Le nouveau décoré.
Il l'est de ce matin, à l'Officiel, dans une fournée d'un ministre quelconque. Il attendait cette distinction depuis longtemps. Il ne comptait plus les démarches et les visites. Voici quinze jours qu'il ne vivait plus. Enfin, un beau soir, il reçoit un petit mot du chef de cabinet: c'est fait, c'est pour demain...
Quelle nuit, grand Dieu! quelles perplexités! quelles angoisses! Une nuit blanche.

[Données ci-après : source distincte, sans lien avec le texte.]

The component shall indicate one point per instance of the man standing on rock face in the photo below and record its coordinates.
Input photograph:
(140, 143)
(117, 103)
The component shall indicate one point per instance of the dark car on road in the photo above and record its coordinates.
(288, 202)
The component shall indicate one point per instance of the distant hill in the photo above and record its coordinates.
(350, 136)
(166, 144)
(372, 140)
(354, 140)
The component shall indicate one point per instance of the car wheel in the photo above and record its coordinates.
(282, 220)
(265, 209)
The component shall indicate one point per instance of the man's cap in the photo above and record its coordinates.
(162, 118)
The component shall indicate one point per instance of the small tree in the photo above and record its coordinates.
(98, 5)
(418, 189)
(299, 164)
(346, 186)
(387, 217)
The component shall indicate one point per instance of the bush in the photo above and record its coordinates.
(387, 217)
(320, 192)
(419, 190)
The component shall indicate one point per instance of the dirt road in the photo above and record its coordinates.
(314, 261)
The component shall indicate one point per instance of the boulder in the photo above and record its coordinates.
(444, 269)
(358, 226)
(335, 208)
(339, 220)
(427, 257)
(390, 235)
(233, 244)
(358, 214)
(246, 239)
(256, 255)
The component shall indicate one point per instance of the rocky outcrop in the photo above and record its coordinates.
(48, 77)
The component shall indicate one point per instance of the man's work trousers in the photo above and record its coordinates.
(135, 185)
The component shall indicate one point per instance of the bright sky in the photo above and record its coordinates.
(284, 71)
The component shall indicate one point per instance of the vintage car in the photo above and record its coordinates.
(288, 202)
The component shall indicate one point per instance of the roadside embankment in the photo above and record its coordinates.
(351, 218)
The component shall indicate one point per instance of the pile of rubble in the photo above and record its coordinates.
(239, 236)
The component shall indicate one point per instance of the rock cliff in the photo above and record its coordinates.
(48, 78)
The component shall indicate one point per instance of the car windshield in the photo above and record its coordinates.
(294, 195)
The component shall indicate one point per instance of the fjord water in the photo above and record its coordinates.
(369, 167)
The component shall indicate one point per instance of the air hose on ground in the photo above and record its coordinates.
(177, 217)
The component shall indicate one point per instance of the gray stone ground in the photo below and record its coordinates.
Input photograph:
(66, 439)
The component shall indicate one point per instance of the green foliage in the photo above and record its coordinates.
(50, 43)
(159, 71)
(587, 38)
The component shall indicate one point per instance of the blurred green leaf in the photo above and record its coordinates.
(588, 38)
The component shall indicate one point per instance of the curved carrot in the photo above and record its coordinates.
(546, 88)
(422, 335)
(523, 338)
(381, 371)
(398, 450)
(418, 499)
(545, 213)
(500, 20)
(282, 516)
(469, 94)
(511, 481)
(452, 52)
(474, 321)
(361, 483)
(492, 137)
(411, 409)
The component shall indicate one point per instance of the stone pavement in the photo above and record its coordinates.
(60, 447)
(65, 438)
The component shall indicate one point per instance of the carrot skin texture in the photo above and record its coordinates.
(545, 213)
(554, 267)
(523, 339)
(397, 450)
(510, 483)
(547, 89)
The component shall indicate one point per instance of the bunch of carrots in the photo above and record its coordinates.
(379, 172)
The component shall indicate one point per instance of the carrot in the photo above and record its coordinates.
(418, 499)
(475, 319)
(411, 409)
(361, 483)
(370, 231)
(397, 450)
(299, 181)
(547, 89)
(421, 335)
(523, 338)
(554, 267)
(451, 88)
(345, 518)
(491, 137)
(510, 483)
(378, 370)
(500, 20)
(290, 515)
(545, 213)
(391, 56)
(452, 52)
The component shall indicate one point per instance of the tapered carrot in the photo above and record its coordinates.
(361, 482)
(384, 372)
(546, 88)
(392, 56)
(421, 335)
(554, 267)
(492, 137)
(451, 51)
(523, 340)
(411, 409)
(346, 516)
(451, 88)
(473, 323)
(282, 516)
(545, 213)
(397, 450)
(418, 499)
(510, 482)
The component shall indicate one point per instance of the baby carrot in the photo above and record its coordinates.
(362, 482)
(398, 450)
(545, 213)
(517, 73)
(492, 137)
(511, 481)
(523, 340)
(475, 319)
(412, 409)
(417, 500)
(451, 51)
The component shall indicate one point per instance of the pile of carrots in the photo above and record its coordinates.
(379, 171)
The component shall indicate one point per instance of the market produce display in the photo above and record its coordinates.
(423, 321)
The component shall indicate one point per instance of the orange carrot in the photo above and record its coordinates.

Ce matin, il s'est levé à six heures, et sans prendre le temps de se brosser, même de se laver, il court à l'Officiel. Le journal vient de sortir, encore tout humide des baisers de la presse. Il l'ouvre fiévreusement. Son nom y est, son nom et ses prénoms, suivi de la mention ordinaire: " services exceptionnels."Il paie le numéro au portier de l'hôtel où s'imprime le bienheureux fascicule.

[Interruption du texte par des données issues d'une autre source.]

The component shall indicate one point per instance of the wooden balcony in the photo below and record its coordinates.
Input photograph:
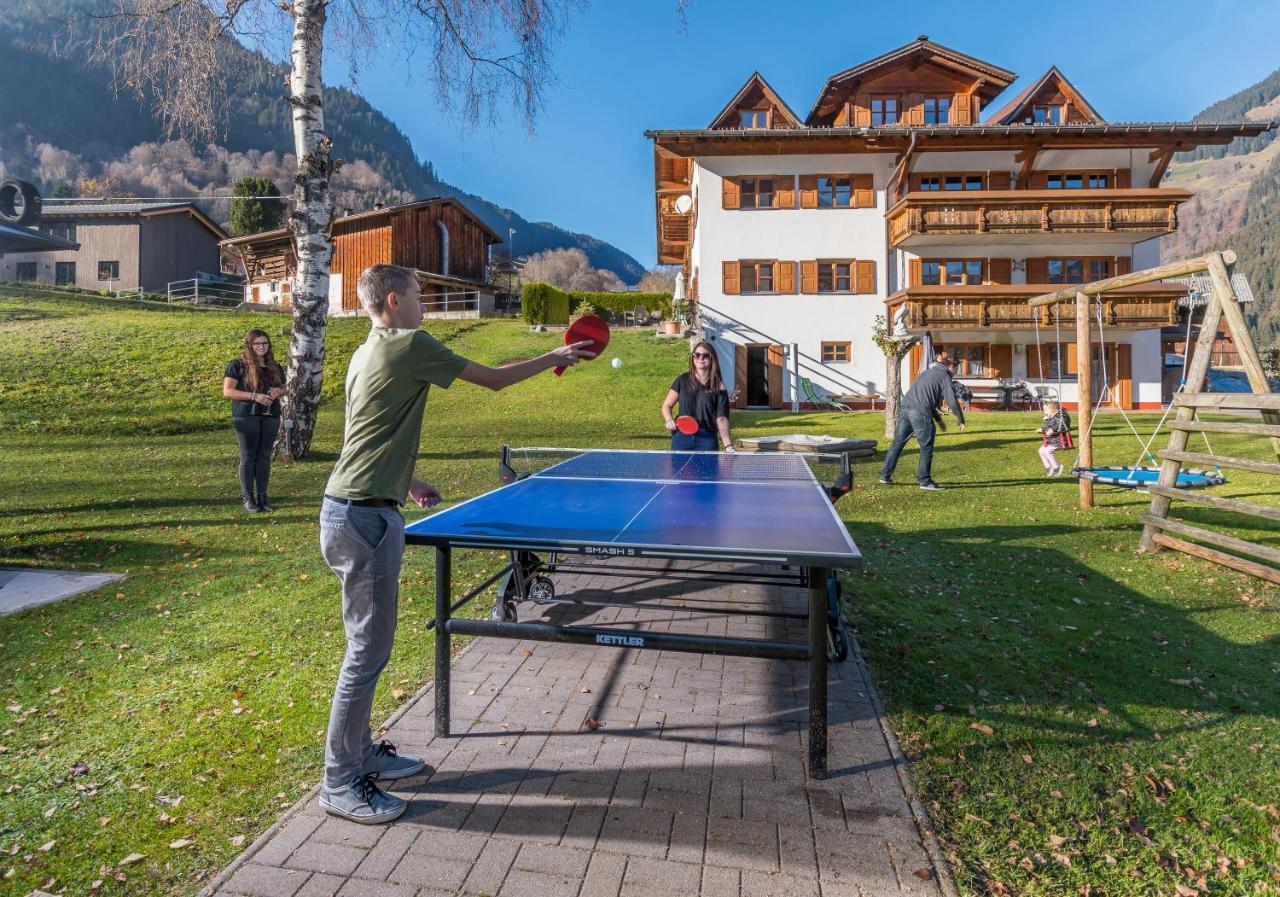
(1004, 307)
(1033, 216)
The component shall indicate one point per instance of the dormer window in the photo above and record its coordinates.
(883, 110)
(937, 110)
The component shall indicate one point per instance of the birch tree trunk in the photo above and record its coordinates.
(311, 224)
(892, 392)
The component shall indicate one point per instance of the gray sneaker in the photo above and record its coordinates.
(362, 801)
(388, 765)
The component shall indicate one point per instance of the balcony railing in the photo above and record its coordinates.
(1004, 307)
(1115, 215)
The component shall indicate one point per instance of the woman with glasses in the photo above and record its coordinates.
(702, 396)
(255, 383)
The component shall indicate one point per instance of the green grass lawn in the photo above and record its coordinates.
(1082, 718)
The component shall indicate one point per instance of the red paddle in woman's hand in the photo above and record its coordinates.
(588, 328)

Un numéro, ce n'est pas assez, ça peut se perdre et comment le retrouver? Il en achète cinq, dix, vingt. Le portier le bénit. Voilà l'élu en route. Où va-t-il?
Au Palais-Royal. C'est là que sont les marchands de rubans. Combien de fois s'est-il arrêté devant leurs vitrines avec un regard de convoitise platonique! Il entre. " Des rubans de la légion d'honneur?" dit-il avec autorité. Car ce n'est pas lui qui achètera des rubans jaunes ou verts, de ces rubans exotiques qu'on se procure dans les agences. On lui exhibe de jolies petites boîtes avec des rubans de toutes formes rangés avec une adorable symétrie. Il en choisit dans toutes les boîtes, des nœuds, des barrettes, des pointus, des échancrés, des unis, des rayés, des moirés, des grands, des petits, des moyens, avec boutons, avec ressorts, et du ruban au mètre pour nouer soi-même autour de la boutonnière: un mètre, deux mètres.

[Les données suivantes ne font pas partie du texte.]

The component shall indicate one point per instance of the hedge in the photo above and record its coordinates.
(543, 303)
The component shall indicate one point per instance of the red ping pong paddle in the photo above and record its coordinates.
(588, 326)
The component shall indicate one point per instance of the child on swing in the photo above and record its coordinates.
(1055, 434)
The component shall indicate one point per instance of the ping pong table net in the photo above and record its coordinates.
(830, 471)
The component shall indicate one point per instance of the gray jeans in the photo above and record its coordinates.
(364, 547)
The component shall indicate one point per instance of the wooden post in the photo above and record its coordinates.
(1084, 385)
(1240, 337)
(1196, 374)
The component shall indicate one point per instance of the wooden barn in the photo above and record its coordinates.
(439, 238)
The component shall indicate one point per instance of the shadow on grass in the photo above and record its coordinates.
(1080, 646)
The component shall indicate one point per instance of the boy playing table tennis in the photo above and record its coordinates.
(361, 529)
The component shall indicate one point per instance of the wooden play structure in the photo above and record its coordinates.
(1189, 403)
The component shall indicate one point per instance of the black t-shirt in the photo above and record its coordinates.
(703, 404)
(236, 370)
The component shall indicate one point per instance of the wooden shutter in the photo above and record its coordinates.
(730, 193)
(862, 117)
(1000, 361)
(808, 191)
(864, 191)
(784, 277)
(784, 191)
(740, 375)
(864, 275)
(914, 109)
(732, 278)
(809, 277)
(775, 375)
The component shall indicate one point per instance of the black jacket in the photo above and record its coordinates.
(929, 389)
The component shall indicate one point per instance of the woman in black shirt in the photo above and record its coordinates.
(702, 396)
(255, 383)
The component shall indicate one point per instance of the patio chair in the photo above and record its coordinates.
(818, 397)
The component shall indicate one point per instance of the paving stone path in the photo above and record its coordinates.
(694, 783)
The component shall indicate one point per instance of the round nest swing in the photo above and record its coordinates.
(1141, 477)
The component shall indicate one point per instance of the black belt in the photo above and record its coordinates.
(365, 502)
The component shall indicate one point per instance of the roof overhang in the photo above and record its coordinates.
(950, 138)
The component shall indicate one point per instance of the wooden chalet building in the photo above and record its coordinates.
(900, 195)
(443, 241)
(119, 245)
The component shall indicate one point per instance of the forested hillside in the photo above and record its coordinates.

Ému, rougissant, timide, il essaie le premier ruban. Le marchand l'aide avec complaisance et scepticisme. Puis il lui montre des croix, à tous prix, en or, en vermeil, avec roses et brillants. Il n'ose pas. Déjà? C'est bien tôt. Cependant il se risque, il achète une petite croix, toute petite. Il ne la mettra jamais, sauf le jour où il pourra porter une brochette. Qui sait? Il rentre chez lui. Son domestique lui ôte son paletot: " Oui, Auguste, je suis décoré, dit-il. Voilà un louis pour vous." Auguste est enchanté.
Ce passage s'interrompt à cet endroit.